There are two surefire ways to immortalize your name in history: succeed in your stride toward greatness or, as many tech firms did in 2011, try out the faceplant.
Fresh in our memory are failed products like Blackberry PlayBook and HP’s TouchPad, PlayStation Network getting hacked, Microsoft’s Kin smartphones being taken out of circulation after just 48 days, AMD’s FX relaunch and Duke Nukem Forever. Those and a few others have served as inspiration for us to look back and revisit some of the biggest flops of the new millennium, which many people refer to as Microsoft’s worst OS ever.

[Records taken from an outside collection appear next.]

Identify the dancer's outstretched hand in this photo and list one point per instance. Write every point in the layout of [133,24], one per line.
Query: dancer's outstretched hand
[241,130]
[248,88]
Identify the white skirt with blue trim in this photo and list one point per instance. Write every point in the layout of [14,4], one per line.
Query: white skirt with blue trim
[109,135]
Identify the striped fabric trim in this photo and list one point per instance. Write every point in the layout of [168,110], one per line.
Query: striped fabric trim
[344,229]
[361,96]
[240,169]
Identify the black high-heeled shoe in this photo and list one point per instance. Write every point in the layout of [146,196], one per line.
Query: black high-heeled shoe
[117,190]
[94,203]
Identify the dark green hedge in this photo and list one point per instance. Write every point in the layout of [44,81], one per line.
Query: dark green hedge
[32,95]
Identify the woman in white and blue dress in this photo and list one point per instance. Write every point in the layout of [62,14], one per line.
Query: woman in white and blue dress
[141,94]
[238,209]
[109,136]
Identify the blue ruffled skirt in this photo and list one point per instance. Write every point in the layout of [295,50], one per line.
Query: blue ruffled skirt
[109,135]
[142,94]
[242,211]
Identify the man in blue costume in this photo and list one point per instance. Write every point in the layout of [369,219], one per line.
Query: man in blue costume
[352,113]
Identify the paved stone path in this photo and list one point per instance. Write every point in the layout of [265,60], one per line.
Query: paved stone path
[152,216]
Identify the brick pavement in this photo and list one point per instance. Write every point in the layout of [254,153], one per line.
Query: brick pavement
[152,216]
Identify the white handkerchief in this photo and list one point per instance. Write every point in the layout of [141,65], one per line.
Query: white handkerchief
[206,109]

Backing off plans to make Windows 98 the final OS before switching to the NT build, Microsoft shipped two more 9x-based platforms: Windows 98 SE (April ’99) and Windows Me (September ’00). The former was a newer version of Win98, while the latter was a strange interim release that came shortly after the venerable Windows 2000. I was shaky and had fewer features than the 98 and 2k, making it a hard sell and a terrible OS experience. Box.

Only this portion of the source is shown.